State and Snapshots

This page looks at the state held in the Clustered Service. More specifically, it looks at the state that is important enough that it needs to be written to a snapshot and reloaded at startup.

The overall snapshotting process is described later in Snapshots.

We'll look at the state based on the contents of the snapshot.

Snapshots¶

The ClusteredServiceAgent takes snapshots using a ServiceSnapshotTaker and loads them using a ServiceSnapshotLoader. Snapshots start with state from the ClusteredServiceAgent, followed by application state from the ClusteredService.

The outline of a snapshot is as follows.

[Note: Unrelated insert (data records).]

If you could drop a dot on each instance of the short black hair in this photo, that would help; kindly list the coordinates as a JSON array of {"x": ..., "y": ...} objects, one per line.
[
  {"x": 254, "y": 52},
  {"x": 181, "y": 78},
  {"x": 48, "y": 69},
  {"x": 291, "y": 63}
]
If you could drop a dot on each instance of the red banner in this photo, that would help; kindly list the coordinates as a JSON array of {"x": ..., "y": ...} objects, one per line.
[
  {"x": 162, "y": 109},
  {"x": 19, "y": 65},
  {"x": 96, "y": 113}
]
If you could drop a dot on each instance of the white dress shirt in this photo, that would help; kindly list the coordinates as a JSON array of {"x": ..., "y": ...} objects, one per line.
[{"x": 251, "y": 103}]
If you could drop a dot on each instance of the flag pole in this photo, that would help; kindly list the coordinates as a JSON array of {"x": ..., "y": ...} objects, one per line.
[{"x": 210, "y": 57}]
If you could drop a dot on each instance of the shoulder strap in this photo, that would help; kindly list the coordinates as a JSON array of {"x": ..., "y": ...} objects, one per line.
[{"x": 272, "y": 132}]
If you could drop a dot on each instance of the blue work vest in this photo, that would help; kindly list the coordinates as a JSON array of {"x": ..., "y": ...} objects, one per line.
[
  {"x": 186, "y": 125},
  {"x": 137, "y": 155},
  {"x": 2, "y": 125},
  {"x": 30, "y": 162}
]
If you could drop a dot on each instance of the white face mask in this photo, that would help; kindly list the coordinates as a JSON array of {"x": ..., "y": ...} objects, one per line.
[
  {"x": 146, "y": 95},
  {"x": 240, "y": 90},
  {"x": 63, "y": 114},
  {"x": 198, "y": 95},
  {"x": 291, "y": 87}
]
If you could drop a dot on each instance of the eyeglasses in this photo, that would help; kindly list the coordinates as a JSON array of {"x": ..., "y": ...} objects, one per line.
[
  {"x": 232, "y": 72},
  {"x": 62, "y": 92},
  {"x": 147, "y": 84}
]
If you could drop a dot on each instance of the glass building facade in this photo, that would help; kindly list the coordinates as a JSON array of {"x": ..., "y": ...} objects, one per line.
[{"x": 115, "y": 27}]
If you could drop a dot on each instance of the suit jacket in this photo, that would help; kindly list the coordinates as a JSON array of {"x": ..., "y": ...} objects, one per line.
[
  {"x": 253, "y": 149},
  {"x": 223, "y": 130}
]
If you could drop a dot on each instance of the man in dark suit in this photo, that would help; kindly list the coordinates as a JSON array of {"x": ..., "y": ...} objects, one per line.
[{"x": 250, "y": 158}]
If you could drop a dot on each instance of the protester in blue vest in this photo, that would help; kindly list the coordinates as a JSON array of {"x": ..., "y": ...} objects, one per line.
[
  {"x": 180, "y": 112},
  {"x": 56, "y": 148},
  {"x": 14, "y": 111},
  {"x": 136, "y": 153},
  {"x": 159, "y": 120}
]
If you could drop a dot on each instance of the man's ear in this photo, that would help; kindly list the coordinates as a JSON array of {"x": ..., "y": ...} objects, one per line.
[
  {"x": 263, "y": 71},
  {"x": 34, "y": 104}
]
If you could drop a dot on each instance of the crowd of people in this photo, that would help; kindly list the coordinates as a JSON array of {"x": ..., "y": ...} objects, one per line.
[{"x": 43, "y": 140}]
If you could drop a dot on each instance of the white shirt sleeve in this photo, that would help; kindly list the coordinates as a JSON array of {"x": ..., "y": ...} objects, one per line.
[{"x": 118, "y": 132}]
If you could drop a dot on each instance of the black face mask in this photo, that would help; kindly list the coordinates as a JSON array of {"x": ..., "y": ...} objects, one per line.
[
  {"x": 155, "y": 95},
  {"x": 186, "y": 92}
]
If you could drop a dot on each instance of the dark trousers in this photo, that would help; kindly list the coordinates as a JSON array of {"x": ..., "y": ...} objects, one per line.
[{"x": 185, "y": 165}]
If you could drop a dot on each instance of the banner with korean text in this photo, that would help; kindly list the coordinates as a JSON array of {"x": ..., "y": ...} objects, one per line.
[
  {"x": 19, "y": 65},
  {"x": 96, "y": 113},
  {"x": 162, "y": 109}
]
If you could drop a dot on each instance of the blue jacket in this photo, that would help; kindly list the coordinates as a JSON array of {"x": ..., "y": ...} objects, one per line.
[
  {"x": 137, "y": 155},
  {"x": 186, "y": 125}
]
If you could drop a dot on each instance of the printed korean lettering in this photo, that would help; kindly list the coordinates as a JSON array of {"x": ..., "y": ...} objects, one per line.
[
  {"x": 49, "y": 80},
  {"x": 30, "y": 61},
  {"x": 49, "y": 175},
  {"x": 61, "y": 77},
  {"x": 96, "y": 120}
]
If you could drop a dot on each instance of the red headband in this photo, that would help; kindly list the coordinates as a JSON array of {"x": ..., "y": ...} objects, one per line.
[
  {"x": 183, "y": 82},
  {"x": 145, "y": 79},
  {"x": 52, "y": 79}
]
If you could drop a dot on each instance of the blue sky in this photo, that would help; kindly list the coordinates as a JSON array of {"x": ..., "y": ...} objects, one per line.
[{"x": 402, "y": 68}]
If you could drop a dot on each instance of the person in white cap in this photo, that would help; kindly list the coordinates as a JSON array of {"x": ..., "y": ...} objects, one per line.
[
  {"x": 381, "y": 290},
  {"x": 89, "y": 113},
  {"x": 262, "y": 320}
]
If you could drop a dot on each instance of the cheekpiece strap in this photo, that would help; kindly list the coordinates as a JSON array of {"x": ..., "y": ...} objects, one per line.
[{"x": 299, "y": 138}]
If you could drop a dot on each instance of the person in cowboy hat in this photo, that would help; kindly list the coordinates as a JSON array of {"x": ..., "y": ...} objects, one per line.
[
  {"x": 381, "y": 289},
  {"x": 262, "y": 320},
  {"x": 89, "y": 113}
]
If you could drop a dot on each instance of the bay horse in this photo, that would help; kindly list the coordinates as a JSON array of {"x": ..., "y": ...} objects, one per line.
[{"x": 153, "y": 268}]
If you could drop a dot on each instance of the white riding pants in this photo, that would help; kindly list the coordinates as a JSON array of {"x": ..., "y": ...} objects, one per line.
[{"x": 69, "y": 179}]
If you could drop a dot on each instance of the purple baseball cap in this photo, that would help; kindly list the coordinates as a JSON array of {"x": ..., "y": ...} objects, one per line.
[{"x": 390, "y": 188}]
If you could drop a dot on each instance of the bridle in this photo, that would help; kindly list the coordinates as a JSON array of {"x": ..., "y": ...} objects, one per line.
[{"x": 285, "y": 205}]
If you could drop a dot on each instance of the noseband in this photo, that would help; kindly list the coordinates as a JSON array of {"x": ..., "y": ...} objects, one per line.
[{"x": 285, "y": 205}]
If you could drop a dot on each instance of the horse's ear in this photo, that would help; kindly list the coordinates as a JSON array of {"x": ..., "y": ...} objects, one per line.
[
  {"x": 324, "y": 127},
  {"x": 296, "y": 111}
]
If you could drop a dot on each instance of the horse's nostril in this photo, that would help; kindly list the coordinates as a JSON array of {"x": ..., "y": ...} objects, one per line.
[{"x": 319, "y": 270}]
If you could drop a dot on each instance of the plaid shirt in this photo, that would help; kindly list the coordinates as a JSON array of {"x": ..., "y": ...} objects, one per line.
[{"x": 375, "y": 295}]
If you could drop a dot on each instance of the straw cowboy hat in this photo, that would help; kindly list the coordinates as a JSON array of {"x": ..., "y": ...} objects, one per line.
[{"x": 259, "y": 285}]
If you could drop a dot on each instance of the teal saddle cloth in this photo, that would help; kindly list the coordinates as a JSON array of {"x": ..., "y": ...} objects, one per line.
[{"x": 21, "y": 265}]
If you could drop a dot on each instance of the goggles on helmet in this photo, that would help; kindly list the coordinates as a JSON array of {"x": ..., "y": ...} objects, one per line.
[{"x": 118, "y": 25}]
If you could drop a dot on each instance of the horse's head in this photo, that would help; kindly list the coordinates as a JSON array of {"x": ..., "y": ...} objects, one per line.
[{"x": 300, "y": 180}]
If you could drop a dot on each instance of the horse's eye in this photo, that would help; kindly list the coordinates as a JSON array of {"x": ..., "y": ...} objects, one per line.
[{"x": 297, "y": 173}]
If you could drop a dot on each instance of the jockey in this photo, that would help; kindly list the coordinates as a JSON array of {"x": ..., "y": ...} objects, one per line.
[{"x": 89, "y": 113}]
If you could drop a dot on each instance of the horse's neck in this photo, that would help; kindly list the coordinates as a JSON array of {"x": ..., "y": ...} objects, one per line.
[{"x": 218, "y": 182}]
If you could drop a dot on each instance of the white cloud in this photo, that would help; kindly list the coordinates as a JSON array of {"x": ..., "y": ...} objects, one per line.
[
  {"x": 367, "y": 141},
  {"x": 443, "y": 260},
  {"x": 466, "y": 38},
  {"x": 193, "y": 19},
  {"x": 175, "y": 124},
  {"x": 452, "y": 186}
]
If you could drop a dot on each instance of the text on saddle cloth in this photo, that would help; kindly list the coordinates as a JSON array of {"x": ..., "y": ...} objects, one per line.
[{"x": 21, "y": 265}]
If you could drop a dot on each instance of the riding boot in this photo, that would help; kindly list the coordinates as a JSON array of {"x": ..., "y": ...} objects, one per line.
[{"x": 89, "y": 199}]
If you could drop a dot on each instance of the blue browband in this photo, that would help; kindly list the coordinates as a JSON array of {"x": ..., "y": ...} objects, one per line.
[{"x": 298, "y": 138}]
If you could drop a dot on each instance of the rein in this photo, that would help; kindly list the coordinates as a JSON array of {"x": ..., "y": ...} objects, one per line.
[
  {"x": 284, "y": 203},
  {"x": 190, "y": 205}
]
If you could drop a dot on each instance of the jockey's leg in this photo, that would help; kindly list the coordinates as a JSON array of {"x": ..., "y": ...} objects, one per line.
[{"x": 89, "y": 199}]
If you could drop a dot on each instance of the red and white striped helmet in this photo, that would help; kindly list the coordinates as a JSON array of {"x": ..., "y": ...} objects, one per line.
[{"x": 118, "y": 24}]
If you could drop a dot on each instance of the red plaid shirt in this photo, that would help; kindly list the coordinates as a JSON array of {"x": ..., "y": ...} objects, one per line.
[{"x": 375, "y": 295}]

Each part is described below.

ClusteredServiceSnapshot {
    SnapshotMarker (START)
    ClientSession            // one for each client session
    SnapshotMarker (END)     // same content as the start marker
    ClusteredService         // application state
}

SnapshotMarker¶

This is used to mark the start and end of a snapshot. It is also used in Consensus Module snapshots.

SnapshotMarker {
    typeId            long              // 2 for a ClusteredService (1 for the Consensus Module)
    logPosition       long              // Log position at which the snapshot was taken
    leadershipTermId  long              // current leadership term when the snapshot was taken
    index             int               // currently unused (hardcoded to 0)
    mark              SnapshotMark      // enum: BEGIN, SECTION, END
    timeUnit          ClusterTimeUnit   // enum: MILLIS, MICROS, NANOS
    appVersion        int               // application version, default 0.0.1 encoded into an int
}

SnapshotMark BEGIN and END identifies the marker type. SECTION is currently unused.

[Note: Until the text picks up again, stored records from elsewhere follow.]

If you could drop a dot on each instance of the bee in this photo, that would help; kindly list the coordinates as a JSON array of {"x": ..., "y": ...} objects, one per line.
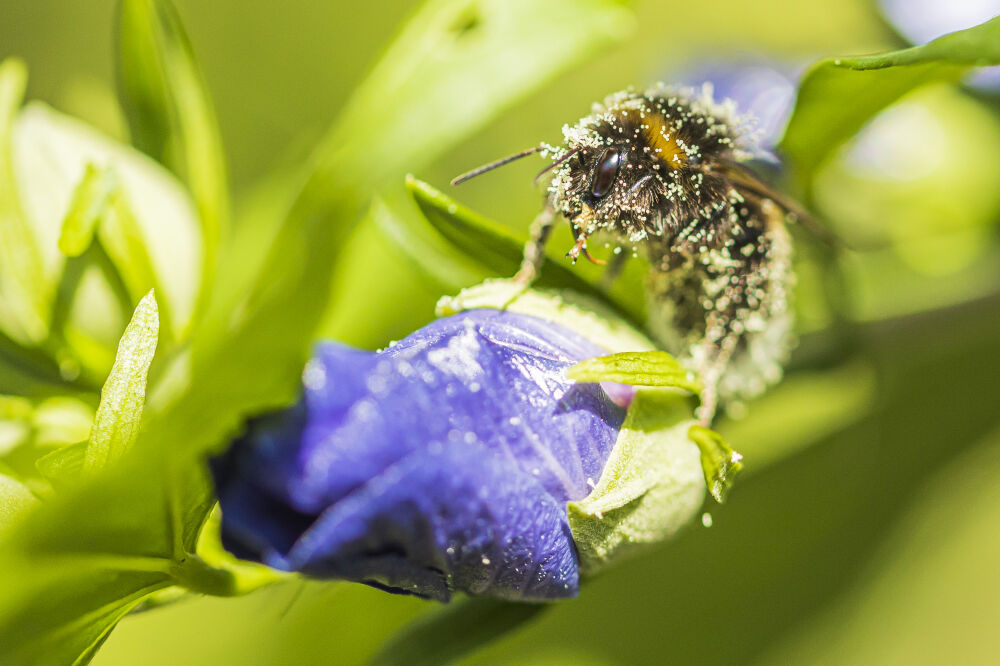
[{"x": 664, "y": 170}]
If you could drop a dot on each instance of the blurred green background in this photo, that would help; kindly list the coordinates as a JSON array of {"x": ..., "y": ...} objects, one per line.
[{"x": 865, "y": 528}]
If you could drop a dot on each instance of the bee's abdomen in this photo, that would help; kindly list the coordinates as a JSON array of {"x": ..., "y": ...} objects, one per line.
[{"x": 721, "y": 305}]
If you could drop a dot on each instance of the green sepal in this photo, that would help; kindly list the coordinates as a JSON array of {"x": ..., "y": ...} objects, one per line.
[
  {"x": 591, "y": 319},
  {"x": 116, "y": 424},
  {"x": 838, "y": 96},
  {"x": 720, "y": 463},
  {"x": 653, "y": 368},
  {"x": 64, "y": 465},
  {"x": 652, "y": 484}
]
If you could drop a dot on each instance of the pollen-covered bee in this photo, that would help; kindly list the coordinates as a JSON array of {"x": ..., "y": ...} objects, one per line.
[{"x": 662, "y": 170}]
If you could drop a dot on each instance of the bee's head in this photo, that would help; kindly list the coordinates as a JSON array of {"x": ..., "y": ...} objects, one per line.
[{"x": 634, "y": 167}]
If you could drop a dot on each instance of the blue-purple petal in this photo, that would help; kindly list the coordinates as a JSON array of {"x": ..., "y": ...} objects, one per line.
[{"x": 441, "y": 463}]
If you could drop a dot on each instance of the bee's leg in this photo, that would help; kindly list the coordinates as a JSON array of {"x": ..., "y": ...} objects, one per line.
[
  {"x": 615, "y": 267},
  {"x": 534, "y": 249},
  {"x": 581, "y": 248},
  {"x": 719, "y": 352}
]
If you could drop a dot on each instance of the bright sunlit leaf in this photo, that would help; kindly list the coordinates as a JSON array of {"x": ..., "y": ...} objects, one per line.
[{"x": 839, "y": 95}]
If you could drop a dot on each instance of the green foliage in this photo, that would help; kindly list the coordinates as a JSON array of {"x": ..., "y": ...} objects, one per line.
[
  {"x": 651, "y": 485},
  {"x": 498, "y": 250},
  {"x": 838, "y": 96},
  {"x": 116, "y": 424},
  {"x": 719, "y": 462},
  {"x": 83, "y": 542},
  {"x": 655, "y": 368},
  {"x": 170, "y": 113},
  {"x": 449, "y": 634},
  {"x": 24, "y": 302}
]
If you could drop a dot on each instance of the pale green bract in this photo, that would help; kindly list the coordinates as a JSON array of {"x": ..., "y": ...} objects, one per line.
[{"x": 116, "y": 424}]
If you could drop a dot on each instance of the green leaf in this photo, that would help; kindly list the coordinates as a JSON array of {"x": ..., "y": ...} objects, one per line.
[
  {"x": 456, "y": 65},
  {"x": 651, "y": 486},
  {"x": 148, "y": 229},
  {"x": 654, "y": 368},
  {"x": 839, "y": 95},
  {"x": 499, "y": 249},
  {"x": 24, "y": 299},
  {"x": 431, "y": 89},
  {"x": 588, "y": 318},
  {"x": 90, "y": 203},
  {"x": 116, "y": 424},
  {"x": 719, "y": 462},
  {"x": 170, "y": 112},
  {"x": 448, "y": 634},
  {"x": 64, "y": 465},
  {"x": 15, "y": 501}
]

appVersion is an application version number that your application can set in the ClusteredServiceContainer, should it wish to. It is a semantic version that defaults to 0.0.1.

ClientSession¶

ClientSession {
    clusterSessionId  long      // its session id
    responseStreamId  int       // Egress streamId
    responseChannel   String    // Egress channel
    encodedPrincipal  byte[]    // from the SessionOpenEvent
}

Unlike the Consensus Module, the Clustered Service writes all of its ClientSessions to the snapshot.

ClusteredService¶

When taking a snapshot, the ClusteredServiceAgent writes its own state to a snapshotPublication, then asks the ClusteredService to continue, by writing application state in onTakeSnapshot().

    void onTakeSnapshot(ExclusivePublication snapshotPublication);

The opposite happens when loading the snapshot. This happens once, when the Cluster member starts. If there is a snapshot, the ClusteredServiceAgent starts by loading its state. When it calls onStart(), it passes the snapshotImage at the correct position for it to continue by loading its application state.

    void onStart(Cluster cluster, Image snapshotImage);

ClusteredService snapshot format¶

The ClusteredService is free to use whatever format it likes for snapshotting its state. It can use generated codecs like Aeron Cluster, or write a huge JSON string. Aeron Cluster doesn't care.

As a recommendation, what I have seen work best is to separate the application state from its snapshot representation. For example, the application may have a map of Accounts, keyed by accountId. If an Account contains its own accountId, there is no need to represent the map in the snapshot. Accounts can be written out in a list and the map can be rebuilt when the snapshot is loaded.

It is useful to have an explicit model for the snapshot representation, ideally something generated from a schema, like SBE. Then you can represent different versions of the objects in the snapshot. You might support versions 3 and 4 of an Account, so you can load an Account with version 3 and write it out to the next snapshot as version 4. Older versions can be deleted when they are no longer used.